Metabolism: Erlotinib is metabolized in humans by hepatic cytochrome P450 enzymes, primarily by CYP3A4 and to a lesser extent by CYP1A2. Extrahepatic metabolism by CYP3A4 in intestine, CYP1A1 in lung, and CYP1B1 in tumour tissue potentially contribute to the metabolic clearance of erlotinib. In vitro studies have reported approximately 80-95% of erlotinib metabolism by the CYP3A4 enzyme. There are three main metabolic pathways identified: 1) O-demethylation of either side chain or both, followed by oxidation to the carboxylic acids; 2) oxidation of the acetylene moiety followed by hydrolysis to the aryl carboxylic acid; and 3) aromatic hydroxylation of the phenyl-acetylene moiety. The primary metabolites of erlotinib produced by O-demethylation of either side chain have comparable potency to erlotinib in preclinical in vitro assays and in vivo tumour models. They are present in plasma at levels that are <10% of erlotinib and display similar pharmacokinetics as erlotinib.

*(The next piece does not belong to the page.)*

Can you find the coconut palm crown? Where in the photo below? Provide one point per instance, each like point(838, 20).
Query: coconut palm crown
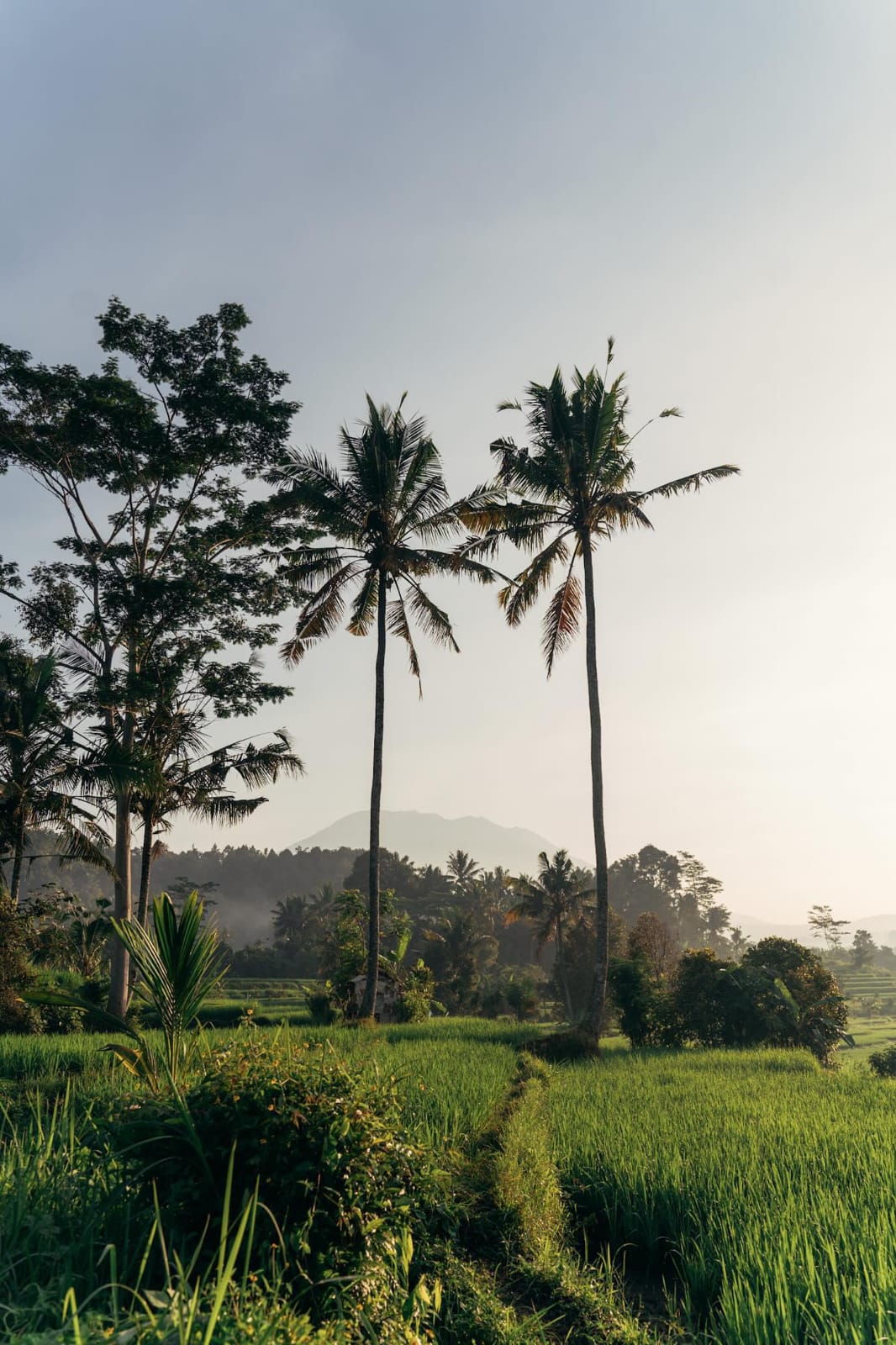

Elimination: The metabolites and trace amounts of erlotinib are reported to be excreted predominantly via the feces (>90%), with renal elimination accounting for only a small amount of an oral dose.
Clearance: A population pharmacokinetic analysis in patients receiving single-agent erlotinib has reported a mean apparent clearance of 4.47 l/hour with a median half-life of 36.2 hours. Therefore, the time to reach steady-state plasma concentration would be expected to occur in approximately 7-8 days. No significant relationships between predicted apparent clearance and patient age, body weight, gender, and ethnicity were observed.
Patient factors, which correlate with erlotinib pharmacokinetics, are serum total bilirubin, AAG concentrations and current smoking. Increased serum concentrations of total bilirubin and AAG concentrations were associated with a slower rate of erlotinib clearance. Smokers had a higher rate of erlotinib clearance (see Interactions).
A second population pharmacokinetic analysis was reported that incorporated erlotinib data from pancreatic cancer patients who received erlotinib plus gemcitabine. This analysis reported that covariates affecting erlotinib clearance in patients from the pancreatic study were very similar to those reported in the prior single-agent pharmacokinetic analysis. No new covariate effects were reported. Co-administration of gemcitabine had reported no effect on erlotinib plasma clearance.
Pharmacokinetics in Special Populations: There have been no specific studies reported in pediatric or elderly patients.
Hepatic impairment: Erlotinib is mainly cleared by the liver. Erlotinib exposure was reported to be similar in patients with moderately impaired hepatic function (Child-Pugh score 7-9) compared with patients with adequate hepatic function including patients with primary liver cancer or hepatic metastases.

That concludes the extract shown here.